Savcılık tarafından 25 kamu görevlisi hakkındaki ilk iddianame hazırlandı. Kamu görevlilerinin ihmallerine ilişkin hazırlanan iddianamede, savcılık Fethullah Gülen Cemaatinin cinayeti bütün ayrıntılarıyla bildiğini iddianameye ekledi ve ‘yol verilen cinayet’ olarak tanımladı.
Kasım 2015’te, jandarmanın olay yerinde olduğuna dair kanıtlar savcılık dosyasına girdi. Jandarmanın ihmali olduğu iddiaları ortaya atıldı. Ancak konuyla ilgili olarak kimse ifade vermeye çağırılmadı.
Savcı Gökalp Kökçü tarafından sunulan ancak başsavcılık tarafından reddedilen iddianame savcının tekrar sunması ve ısrarıyla 4 Aralık 2015’te kabul edildi. Ancak Savcı Gökalp Kökçü, Dink cinayeti soruşturmasından alındı.
Nisan 2016’da kamu görevlileri hakkındaki yargılamaya başlandı. Kamu görevlileri hakkındaki dosya ile cinayetle ilgili ana dava birleştirildi.
15 Temmuz 2016’da yaşanan darbe girişimi sonrasında Savcı Gökalp Kökçü dosyaya yeniden atandı. Bu atamadan sonra dosyaya Fethullah Gülen ve Zekeriya Öz de eklendi.
Soruşturma yürütülürken Jandarma’ya yönelik operasyon başlatıldı. Dosyada ismi geçen jandarma görevlilerinden birkaçı darbe girişimine katıldıkları gerekçesiyle tutuklandı. Darbe girişimi sonrası ise Dink cinayetiyle ilgisi olduğu konusunda 30’u aşkın jandarma görevlisi gözaltına alırken 15 ‘e yakın jandarma görevlisi ise tutuklandı.

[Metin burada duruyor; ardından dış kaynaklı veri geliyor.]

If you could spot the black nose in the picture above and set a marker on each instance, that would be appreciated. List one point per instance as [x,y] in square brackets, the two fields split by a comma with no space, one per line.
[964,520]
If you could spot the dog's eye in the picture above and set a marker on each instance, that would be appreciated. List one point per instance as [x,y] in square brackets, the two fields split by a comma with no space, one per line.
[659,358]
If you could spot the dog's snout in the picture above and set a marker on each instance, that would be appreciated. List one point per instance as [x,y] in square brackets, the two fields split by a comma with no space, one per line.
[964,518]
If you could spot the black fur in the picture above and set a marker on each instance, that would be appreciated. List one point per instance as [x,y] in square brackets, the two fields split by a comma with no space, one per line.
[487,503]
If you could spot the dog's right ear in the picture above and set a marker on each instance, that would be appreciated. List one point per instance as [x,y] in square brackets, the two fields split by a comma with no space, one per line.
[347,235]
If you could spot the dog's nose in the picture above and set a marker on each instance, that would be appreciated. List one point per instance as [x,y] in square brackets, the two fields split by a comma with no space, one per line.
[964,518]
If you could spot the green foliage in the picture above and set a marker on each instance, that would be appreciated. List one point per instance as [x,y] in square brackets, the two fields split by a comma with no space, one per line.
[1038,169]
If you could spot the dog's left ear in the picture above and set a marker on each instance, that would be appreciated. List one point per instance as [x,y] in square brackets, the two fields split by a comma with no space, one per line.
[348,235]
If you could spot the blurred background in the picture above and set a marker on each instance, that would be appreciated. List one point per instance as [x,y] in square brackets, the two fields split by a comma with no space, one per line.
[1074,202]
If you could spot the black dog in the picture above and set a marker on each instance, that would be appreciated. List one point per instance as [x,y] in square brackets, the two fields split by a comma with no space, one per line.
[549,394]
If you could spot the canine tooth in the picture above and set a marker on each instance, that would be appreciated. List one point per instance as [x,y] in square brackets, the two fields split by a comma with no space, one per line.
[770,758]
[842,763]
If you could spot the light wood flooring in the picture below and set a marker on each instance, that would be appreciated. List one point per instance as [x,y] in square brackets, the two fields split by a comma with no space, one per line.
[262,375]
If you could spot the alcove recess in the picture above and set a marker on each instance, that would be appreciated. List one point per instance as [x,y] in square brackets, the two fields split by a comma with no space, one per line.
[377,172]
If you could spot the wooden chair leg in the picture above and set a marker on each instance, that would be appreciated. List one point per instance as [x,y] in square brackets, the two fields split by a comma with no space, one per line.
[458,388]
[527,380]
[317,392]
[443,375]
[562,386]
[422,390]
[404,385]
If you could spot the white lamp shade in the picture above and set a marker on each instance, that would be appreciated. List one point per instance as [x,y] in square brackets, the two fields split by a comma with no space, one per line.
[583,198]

Birleştirilen dosyayla beraber sanık sayısı 85’e yükseldi. Eski Mülkiye Başmüfettişi Mehmet Ali Özkılınç hakkında hazırlanan iddianameyle cinayetin “FETÖ/PDY”nin “araç suçu” olduğu iddia makamınca eklendi.
4’ü tutuklu 10’u firari 85 sanıklı dava halen sürüyor. Şu aşamada tanıklar dinleniyor. Bir sonraki celse 18 Şubat’ta. Cinayetin üzerinden geçen 13 yıla rağmen Dink’in vurulması emrini kimin verdiği halen bilinmiyor.
Bu cinayetin aydınlatılması Dink ailesinin avukatlarından Fethiye Çetin’in de dediği gibi ülkenin aydınlatılması demek. 13 yıl utanmak için geç değil!